Trading for a Living (Alexander Elder, 1993)
- Market is a zero-sum game, the $10 you win is the $10 lost from someone else.
- Slippage is the price difference when you enter or exit the market.
- Traders are looking for an edge over other traders.
- The strength of support and resistance increases each time that area is hit, the taller or greater in volume the support or resistance zone, the stronger it is.
- False breakouts can be seen by divergences between prices and indicators.
- The longer the time frame, the longer the trendline, the more contacts between prices and trendline = the more important and valid it is.
- Exhaustion gap is like a sprinter who run away from his pack but once they catch up he know he will lose, it is common for reversal.
- Major groups of indicators
- Trend-following indicators: MACD, MACD-histogram, directional system, on-balance volume, accumulation/distribution.

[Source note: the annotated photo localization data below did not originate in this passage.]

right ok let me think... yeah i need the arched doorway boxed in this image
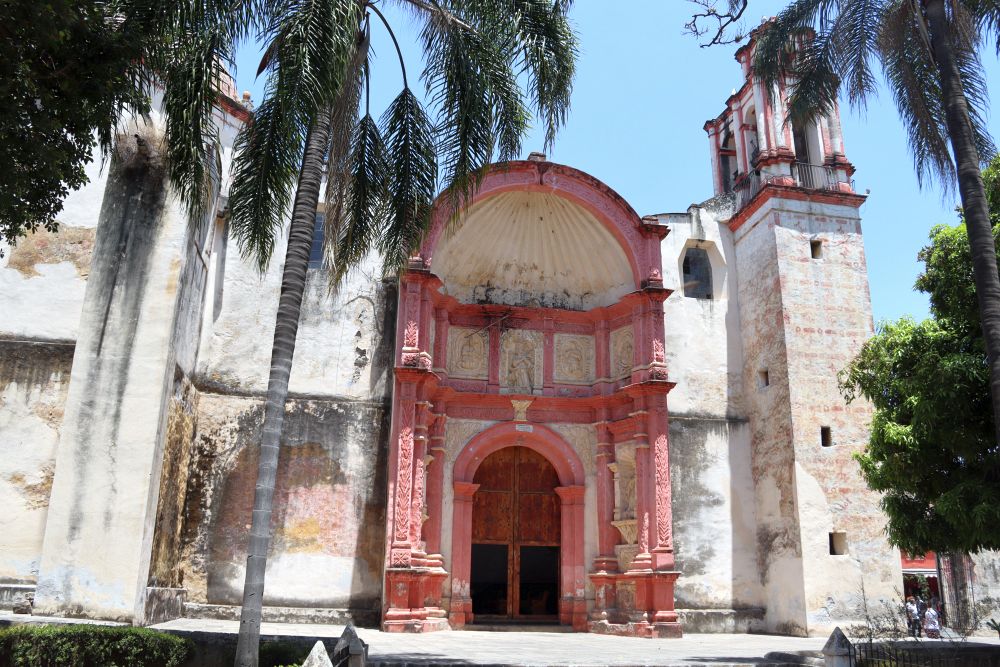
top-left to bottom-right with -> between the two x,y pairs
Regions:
471,446 -> 561,622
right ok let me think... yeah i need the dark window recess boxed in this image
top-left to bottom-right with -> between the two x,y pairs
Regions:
471,543 -> 508,616
821,426 -> 832,447
758,369 -> 769,388
829,532 -> 848,555
308,212 -> 326,269
811,239 -> 823,259
682,248 -> 713,300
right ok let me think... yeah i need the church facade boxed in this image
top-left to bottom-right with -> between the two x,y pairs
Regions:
2,37 -> 998,638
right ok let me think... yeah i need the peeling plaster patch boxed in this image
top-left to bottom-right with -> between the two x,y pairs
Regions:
7,466 -> 55,510
6,227 -> 96,279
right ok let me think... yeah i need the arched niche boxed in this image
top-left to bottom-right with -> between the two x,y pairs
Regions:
419,161 -> 654,311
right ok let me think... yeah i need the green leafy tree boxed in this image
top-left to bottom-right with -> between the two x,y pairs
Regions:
224,2 -> 576,664
0,0 -> 261,251
688,0 -> 1000,449
839,159 -> 1000,554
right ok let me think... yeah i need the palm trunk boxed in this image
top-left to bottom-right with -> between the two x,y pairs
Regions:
924,0 -> 1000,446
234,111 -> 332,667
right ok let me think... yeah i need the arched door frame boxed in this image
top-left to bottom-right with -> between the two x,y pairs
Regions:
449,422 -> 587,630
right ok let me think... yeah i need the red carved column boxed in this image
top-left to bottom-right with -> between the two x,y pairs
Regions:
648,395 -> 674,569
448,481 -> 479,628
424,412 -> 447,557
555,485 -> 587,630
542,317 -> 555,395
410,401 -> 432,554
432,308 -> 448,373
487,323 -> 500,393
594,420 -> 618,569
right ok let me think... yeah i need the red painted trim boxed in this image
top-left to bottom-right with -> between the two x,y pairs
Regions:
729,185 -> 867,233
453,422 -> 585,486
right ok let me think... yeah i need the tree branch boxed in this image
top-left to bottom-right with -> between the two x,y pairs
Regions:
684,0 -> 750,47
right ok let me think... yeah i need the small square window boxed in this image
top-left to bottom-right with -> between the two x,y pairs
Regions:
810,239 -> 823,259
820,426 -> 832,447
758,369 -> 769,388
829,531 -> 848,555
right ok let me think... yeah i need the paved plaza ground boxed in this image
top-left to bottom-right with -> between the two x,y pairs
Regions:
4,611 -> 1000,666
151,618 -> 829,665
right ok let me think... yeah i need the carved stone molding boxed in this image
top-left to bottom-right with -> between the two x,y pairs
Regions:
612,519 -> 637,545
510,399 -> 533,422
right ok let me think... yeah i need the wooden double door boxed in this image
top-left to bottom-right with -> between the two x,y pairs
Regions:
470,446 -> 561,622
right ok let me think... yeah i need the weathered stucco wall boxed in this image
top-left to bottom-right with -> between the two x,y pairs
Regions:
657,199 -> 763,619
732,201 -> 809,635
179,217 -> 396,619
175,392 -> 390,622
0,341 -> 74,587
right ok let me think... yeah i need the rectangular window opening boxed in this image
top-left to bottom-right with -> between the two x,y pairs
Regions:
820,426 -> 832,447
308,212 -> 326,269
810,239 -> 823,259
758,369 -> 769,388
829,531 -> 848,556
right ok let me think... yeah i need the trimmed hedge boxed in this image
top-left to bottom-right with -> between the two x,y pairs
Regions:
0,624 -> 193,667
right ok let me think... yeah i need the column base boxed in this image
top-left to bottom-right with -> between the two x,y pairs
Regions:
584,569 -> 682,638
382,566 -> 450,633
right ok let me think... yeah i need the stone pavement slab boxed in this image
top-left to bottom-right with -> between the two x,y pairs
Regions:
150,617 -> 828,665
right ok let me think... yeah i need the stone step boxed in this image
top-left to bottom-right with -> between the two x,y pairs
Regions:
460,623 -> 573,633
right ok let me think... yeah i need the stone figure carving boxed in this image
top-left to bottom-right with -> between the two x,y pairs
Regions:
446,328 -> 488,379
554,334 -> 594,384
508,340 -> 534,389
500,330 -> 542,393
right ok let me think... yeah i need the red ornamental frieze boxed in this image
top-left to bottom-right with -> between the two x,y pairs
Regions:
403,320 -> 419,348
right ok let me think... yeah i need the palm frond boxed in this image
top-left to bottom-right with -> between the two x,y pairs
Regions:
227,0 -> 363,271
420,13 -> 500,207
324,27 -> 369,249
379,87 -> 438,277
330,114 -> 390,284
878,0 -> 954,187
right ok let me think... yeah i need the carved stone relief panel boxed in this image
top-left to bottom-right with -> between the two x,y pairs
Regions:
446,327 -> 489,380
500,329 -> 543,394
610,326 -> 634,379
550,422 -> 597,476
553,333 -> 595,385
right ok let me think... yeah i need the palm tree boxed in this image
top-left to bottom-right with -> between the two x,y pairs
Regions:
224,2 -> 577,664
749,0 -> 1000,444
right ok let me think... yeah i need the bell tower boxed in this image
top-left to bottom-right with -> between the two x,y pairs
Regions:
704,31 -> 855,211
703,26 -> 901,636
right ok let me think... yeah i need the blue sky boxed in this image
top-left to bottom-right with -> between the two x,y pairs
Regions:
234,1 -> 1000,324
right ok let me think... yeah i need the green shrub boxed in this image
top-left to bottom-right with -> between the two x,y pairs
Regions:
0,624 -> 193,667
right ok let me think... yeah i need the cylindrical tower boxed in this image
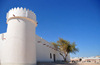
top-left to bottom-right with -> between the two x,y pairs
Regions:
1,7 -> 37,65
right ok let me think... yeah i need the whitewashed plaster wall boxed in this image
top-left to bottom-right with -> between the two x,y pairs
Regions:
35,35 -> 70,62
1,19 -> 36,65
0,33 -> 7,65
0,34 -> 2,64
0,33 -> 70,63
0,7 -> 70,65
1,7 -> 37,65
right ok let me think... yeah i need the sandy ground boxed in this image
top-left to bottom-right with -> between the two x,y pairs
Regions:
37,62 -> 100,65
76,63 -> 100,65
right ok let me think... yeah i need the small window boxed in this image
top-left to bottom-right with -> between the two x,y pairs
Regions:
50,53 -> 52,59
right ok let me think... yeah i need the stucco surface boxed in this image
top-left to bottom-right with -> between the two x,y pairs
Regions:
0,7 -> 70,65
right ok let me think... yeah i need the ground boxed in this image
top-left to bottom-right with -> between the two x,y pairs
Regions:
37,62 -> 100,65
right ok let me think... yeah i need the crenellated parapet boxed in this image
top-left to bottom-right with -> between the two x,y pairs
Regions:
6,7 -> 37,26
7,7 -> 36,21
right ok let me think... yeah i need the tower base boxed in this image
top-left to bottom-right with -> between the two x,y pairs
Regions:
1,63 -> 36,65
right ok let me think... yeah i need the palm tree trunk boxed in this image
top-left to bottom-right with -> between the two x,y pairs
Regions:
59,52 -> 68,62
64,53 -> 68,62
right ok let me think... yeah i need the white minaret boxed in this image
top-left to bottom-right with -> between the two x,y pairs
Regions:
1,7 -> 37,65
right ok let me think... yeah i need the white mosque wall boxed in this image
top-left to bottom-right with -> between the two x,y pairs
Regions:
0,33 -> 7,65
0,7 -> 70,65
35,35 -> 70,62
1,7 -> 37,65
0,33 -> 70,63
1,19 -> 36,65
0,34 -> 2,64
35,35 -> 53,62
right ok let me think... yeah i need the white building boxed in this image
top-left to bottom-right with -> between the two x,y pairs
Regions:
0,7 -> 70,65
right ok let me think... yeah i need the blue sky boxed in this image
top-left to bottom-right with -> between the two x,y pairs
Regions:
0,0 -> 100,57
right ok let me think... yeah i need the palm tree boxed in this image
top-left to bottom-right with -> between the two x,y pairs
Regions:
52,38 -> 79,62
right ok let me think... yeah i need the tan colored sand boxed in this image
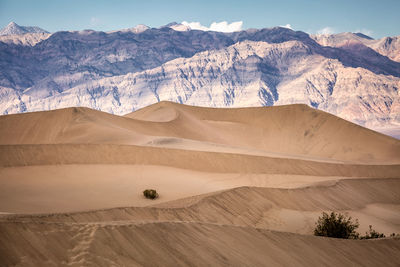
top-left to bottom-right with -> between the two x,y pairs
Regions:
1,221 -> 400,267
0,102 -> 399,266
1,102 -> 399,163
4,178 -> 398,235
1,164 -> 390,214
0,165 -> 229,213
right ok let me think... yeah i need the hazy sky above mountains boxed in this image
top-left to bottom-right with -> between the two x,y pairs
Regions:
0,0 -> 399,38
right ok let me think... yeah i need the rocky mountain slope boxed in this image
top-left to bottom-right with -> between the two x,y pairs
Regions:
0,23 -> 399,133
0,32 -> 50,46
311,32 -> 400,63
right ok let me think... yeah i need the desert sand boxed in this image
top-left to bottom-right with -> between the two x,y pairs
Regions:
0,101 -> 399,266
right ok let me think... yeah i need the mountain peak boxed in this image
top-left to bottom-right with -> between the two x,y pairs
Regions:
132,24 -> 150,33
108,24 -> 150,34
5,21 -> 21,30
0,21 -> 48,36
161,22 -> 191,32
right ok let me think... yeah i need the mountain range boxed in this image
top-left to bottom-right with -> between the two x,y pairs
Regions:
0,22 -> 399,137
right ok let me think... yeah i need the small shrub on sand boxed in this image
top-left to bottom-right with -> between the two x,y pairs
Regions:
360,225 -> 385,239
314,212 -> 359,239
143,189 -> 158,200
390,233 -> 400,238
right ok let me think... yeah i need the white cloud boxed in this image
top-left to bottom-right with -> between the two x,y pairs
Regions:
317,26 -> 336,35
181,21 -> 243,32
280,24 -> 292,30
181,21 -> 209,31
209,21 -> 243,32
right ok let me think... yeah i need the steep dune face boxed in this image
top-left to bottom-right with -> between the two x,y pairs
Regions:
1,102 -> 399,266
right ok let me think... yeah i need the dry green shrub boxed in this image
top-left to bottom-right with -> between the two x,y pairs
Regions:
360,225 -> 385,239
143,189 -> 158,199
314,212 -> 359,239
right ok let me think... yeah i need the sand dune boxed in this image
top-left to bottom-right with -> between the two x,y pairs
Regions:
1,221 -> 399,267
3,178 -> 399,235
0,102 -> 399,266
1,144 -> 399,175
1,102 -> 399,162
3,164 -> 390,214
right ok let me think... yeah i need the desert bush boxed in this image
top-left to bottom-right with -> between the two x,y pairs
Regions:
143,189 -> 158,199
360,225 -> 385,239
314,212 -> 359,239
390,233 -> 400,238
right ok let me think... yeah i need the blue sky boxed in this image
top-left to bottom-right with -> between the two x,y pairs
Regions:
0,0 -> 399,38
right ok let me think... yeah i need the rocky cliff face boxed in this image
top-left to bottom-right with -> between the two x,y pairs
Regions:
0,25 -> 399,132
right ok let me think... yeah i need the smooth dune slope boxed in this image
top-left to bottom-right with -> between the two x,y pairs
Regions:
1,221 -> 400,267
2,144 -> 400,175
127,102 -> 400,163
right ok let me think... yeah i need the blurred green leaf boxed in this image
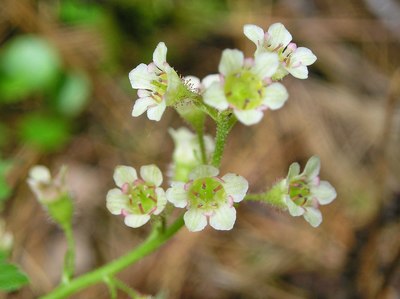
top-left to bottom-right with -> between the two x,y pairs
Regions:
0,160 -> 12,204
55,71 -> 91,117
0,262 -> 29,292
0,123 -> 9,149
19,114 -> 70,152
0,35 -> 61,103
59,0 -> 104,25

- Oscillators: Stochastic, rate of change, smoothed rate of change, momentum, relative strength indicator, elder-ray, force index, Willams %R, commodity channel index.
- Miscellaneous: new high-new low index, put-call ratio, bullish consensus, commitments of traders, advance/decline index, traders' index.
- The longer the trend you are trying to catch, the longer the moving average you need.
- Type of divergences
- Class A: when price reaches a new high/low, an oscillator reaches a lower high/higher bottom, it will be an reversal.
- Class B: prices make a double top/bottom, oscillator traces a lower/higher top/bottom.
- Class C: to new high/low but indicator stops at same level.
- RSI Pop: when RSI high oversold/overboard level, follow the same trend for a quick scalp.
- Herrick Payoff Index (HPI): detect accumulation and distribution.
- Triple screen
- 1st screen: market tide (trend).
- 2nd screen: market wave (oscillator).
- 3rd screen: intraday breakout (buying action).
- Most traders get killed by emotion or ignorance.